Hoje recebi uma notícia triste. Faleceu em Uberlândia (MG), nesta madrugada, Frei Prudente Nery. Perdi um amigo, um grande teólogo e meu orientador espiritual dos últimos anos. E o mundo perdeu um homem iluminado.Lembro-me de seu bom humor, de suas observações originais e profundas. Com a voz suave, quase sussurrando, falava com o vigor e a liberdade dos profetas bíblicos. Como filho de São Francisco, amava a simplicidade, a vida escondida, a discreção, o ambiente familiar.
Ao mesmo tempo, transitava com facilidade por distintos saberes: a teologia, a filosofia, a psicologia, a antropologia. E nisto residia o prazer daqueles que o ouviam. Prudente jamais se repetia ou caia em “lugar comum”. A ele cabia uma originalidade sem par. A palavra que iluminava, desvelando a presença de Deus no cotidiano, nas buscas humanas. Uma admirável síntese do rigor alemão com a fluida poesia.

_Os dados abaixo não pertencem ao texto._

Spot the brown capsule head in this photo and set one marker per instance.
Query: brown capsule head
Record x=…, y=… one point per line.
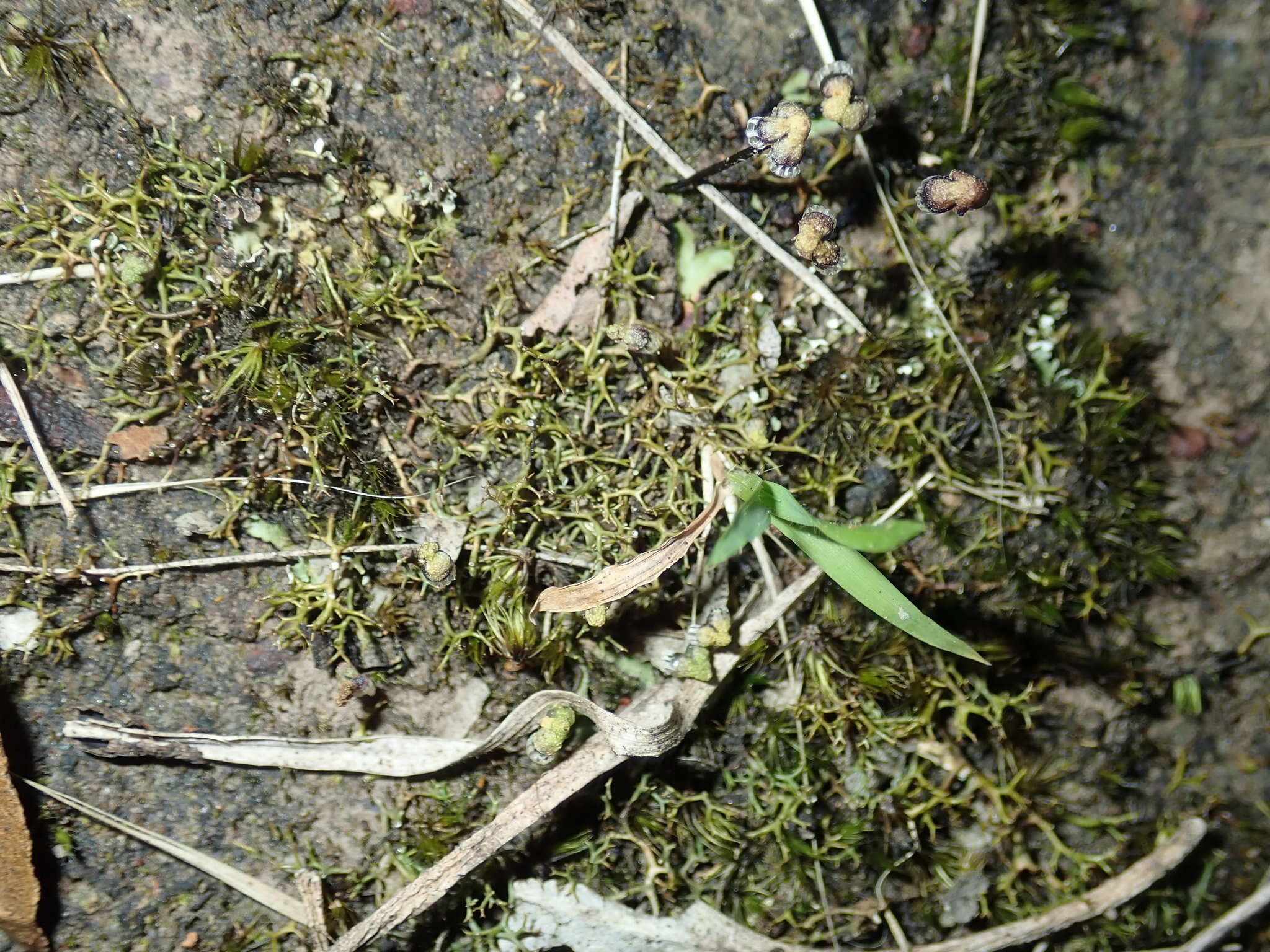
x=957, y=192
x=840, y=77
x=815, y=225
x=783, y=135
x=634, y=338
x=851, y=115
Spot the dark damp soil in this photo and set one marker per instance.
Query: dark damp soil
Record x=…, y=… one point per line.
x=1129, y=146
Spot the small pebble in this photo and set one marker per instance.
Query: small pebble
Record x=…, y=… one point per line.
x=1188, y=443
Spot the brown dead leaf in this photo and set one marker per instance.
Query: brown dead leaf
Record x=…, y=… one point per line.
x=566, y=302
x=619, y=580
x=19, y=890
x=139, y=442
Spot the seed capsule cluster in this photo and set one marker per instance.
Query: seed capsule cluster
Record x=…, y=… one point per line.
x=842, y=86
x=957, y=192
x=814, y=240
x=783, y=136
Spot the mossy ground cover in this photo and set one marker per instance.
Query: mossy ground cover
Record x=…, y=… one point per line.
x=300, y=299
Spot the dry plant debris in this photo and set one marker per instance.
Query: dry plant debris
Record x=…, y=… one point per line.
x=619, y=580
x=569, y=302
x=385, y=756
x=19, y=889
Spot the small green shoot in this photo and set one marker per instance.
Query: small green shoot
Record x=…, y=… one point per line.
x=699, y=268
x=837, y=550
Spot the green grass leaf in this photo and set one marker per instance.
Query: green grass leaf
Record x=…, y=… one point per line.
x=863, y=582
x=836, y=549
x=752, y=518
x=698, y=268
x=882, y=537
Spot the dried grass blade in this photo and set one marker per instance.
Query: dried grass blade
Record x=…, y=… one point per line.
x=619, y=580
x=249, y=886
x=19, y=889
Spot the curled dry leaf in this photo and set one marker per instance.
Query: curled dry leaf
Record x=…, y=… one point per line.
x=139, y=442
x=619, y=580
x=19, y=890
x=568, y=302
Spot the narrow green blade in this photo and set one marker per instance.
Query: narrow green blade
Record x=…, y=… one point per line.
x=752, y=518
x=863, y=539
x=869, y=587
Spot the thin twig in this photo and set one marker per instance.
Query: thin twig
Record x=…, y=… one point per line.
x=286, y=555
x=659, y=145
x=1233, y=918
x=981, y=25
x=123, y=489
x=826, y=50
x=815, y=27
x=615, y=191
x=55, y=273
x=37, y=446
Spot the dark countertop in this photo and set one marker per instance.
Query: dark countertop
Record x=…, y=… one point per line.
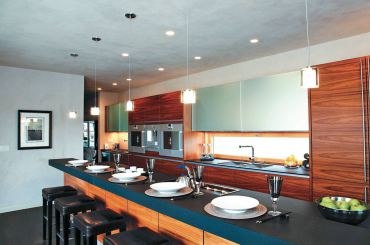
x=305, y=226
x=272, y=169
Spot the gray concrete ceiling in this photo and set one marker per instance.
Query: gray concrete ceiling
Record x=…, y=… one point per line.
x=41, y=34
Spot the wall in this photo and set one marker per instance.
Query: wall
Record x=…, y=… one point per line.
x=105, y=99
x=294, y=60
x=25, y=172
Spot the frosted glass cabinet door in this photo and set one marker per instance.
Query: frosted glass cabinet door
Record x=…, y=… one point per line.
x=217, y=108
x=275, y=103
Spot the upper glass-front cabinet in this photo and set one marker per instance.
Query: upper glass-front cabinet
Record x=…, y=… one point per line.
x=274, y=103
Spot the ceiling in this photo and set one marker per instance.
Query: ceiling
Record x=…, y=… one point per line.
x=42, y=34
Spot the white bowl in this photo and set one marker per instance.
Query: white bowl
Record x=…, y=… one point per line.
x=77, y=162
x=167, y=187
x=235, y=204
x=126, y=176
x=97, y=168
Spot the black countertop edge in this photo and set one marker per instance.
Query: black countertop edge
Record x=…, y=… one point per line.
x=164, y=206
x=277, y=169
x=305, y=226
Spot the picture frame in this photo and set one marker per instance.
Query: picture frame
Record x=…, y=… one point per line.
x=34, y=129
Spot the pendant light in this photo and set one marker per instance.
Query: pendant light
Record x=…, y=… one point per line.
x=309, y=75
x=188, y=96
x=129, y=103
x=94, y=111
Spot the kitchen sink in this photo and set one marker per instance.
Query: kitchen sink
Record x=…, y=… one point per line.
x=251, y=164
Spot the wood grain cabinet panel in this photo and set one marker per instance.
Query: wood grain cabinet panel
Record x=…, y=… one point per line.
x=337, y=154
x=171, y=108
x=76, y=183
x=211, y=239
x=180, y=232
x=141, y=216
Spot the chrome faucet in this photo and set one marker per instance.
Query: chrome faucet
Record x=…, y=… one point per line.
x=249, y=146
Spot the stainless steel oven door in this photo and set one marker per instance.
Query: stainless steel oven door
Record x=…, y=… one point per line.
x=152, y=137
x=171, y=140
x=136, y=138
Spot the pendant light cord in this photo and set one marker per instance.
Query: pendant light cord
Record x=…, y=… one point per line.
x=308, y=36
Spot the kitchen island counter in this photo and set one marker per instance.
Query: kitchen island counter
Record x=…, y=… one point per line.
x=305, y=226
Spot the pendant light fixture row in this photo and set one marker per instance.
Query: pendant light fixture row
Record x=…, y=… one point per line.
x=188, y=96
x=94, y=111
x=129, y=104
x=309, y=75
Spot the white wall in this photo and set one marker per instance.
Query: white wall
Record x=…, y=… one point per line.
x=23, y=173
x=294, y=60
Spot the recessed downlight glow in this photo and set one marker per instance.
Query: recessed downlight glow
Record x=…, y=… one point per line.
x=170, y=33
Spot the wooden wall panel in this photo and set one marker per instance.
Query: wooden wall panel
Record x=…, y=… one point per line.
x=180, y=232
x=141, y=216
x=211, y=239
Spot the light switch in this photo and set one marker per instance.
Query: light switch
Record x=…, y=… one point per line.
x=4, y=148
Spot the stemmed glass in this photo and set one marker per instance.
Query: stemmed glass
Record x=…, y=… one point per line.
x=198, y=177
x=117, y=160
x=150, y=167
x=275, y=183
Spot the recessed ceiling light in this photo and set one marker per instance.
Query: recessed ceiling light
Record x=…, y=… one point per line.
x=170, y=33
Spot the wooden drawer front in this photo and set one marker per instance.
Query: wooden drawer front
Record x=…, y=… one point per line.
x=141, y=216
x=180, y=232
x=211, y=239
x=76, y=183
x=326, y=187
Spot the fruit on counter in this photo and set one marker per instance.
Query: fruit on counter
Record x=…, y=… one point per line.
x=291, y=161
x=352, y=204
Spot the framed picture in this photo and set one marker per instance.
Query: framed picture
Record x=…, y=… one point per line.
x=34, y=129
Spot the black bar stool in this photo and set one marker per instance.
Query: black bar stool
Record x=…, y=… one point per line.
x=95, y=223
x=140, y=236
x=66, y=206
x=48, y=196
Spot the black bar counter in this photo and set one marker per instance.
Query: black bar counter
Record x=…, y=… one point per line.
x=305, y=225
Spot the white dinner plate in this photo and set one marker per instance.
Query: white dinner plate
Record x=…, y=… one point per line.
x=234, y=203
x=167, y=187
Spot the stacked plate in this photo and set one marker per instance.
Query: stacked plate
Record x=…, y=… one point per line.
x=127, y=177
x=168, y=189
x=235, y=207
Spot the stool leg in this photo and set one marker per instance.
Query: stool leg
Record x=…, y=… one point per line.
x=57, y=226
x=77, y=236
x=43, y=219
x=50, y=221
x=65, y=229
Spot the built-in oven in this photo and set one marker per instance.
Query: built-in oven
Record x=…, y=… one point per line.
x=136, y=138
x=171, y=140
x=152, y=137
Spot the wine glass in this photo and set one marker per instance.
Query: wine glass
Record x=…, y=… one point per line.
x=198, y=177
x=275, y=183
x=150, y=167
x=117, y=160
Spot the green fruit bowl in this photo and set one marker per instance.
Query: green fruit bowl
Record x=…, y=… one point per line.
x=352, y=217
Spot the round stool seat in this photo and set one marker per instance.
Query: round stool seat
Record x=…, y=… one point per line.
x=98, y=222
x=140, y=236
x=52, y=193
x=74, y=204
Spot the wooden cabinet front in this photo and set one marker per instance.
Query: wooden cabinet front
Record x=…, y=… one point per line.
x=337, y=135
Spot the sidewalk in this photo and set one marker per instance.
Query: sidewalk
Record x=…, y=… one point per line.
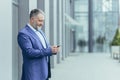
x=94, y=66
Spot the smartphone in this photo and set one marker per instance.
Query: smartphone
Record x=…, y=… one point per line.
x=58, y=45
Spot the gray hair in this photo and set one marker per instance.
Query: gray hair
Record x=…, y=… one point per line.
x=35, y=12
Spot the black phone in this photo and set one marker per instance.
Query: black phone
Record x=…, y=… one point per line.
x=58, y=45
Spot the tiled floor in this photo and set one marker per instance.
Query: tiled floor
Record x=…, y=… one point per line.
x=94, y=66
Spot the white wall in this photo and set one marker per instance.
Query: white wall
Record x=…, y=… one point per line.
x=6, y=40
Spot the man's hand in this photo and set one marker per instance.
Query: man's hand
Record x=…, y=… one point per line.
x=55, y=49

Faz algum tempo, Prudente deixou uma meditação sobre a morte. Esta mesma “irmã morte” que pai Francisco recordou ao final do Cântico das Criaturas. Dela seleciono o último parágrafo. Certamente, agora, Prudente experimenta o que poeticamente anteveu.

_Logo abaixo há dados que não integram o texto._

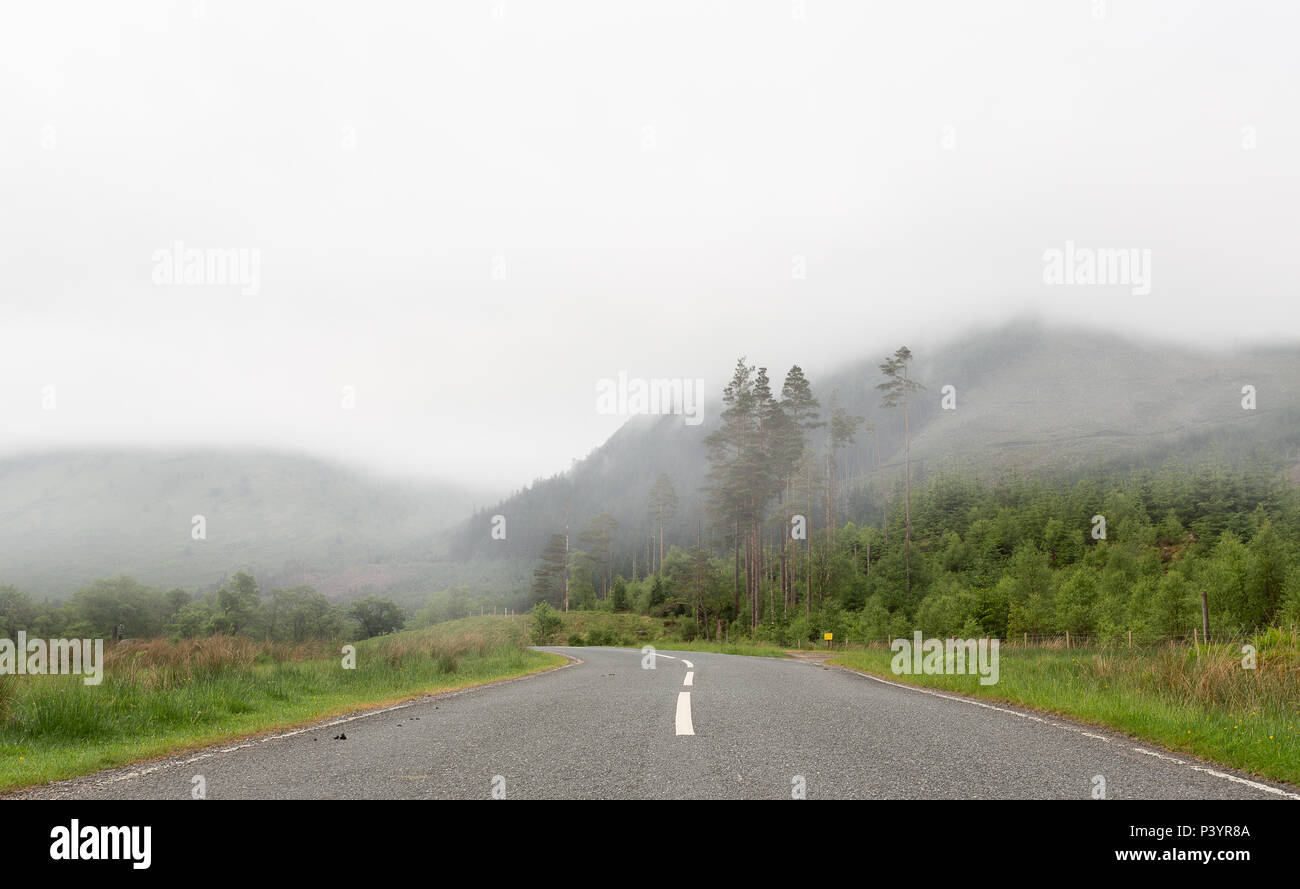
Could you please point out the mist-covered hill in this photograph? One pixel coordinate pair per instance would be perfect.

"Quando chega o inverno no hemisfério norte, sem que ninguém os instrua, os pássaros erguem-se espontaneamente aos céus em incrível aventura. Conduzidos por um misterioso legado de sua espécie, seguindo apenas os pulsos magnéticos da terra, eles voam, pelas trilhas do sol, milhares de quilômetros, noite e dia, à busca apenas de permanecer na vida. Assim há de ser também conosco, quando, no crepúsculo de todos os outonos, cair sobre nós o frio do inverno. Carregados, então, pelo fascinante destino de nossa espécie, nós voaremos, seguindo apenas os acenos da eternidade, rumo à morada da luz, o coração de Deus. E aí saberemos o que, agora, apenas intuímos e, ouvindo Jesus Cristo, o Caminho, a Verdade, a Vida, cremos: Não existem dois reinos, o reino dos mortos e o reino dos vivos, o reino da terra e o reino dos céus, mas apenas o Reino de Deus, que quis que fôssemos eternos".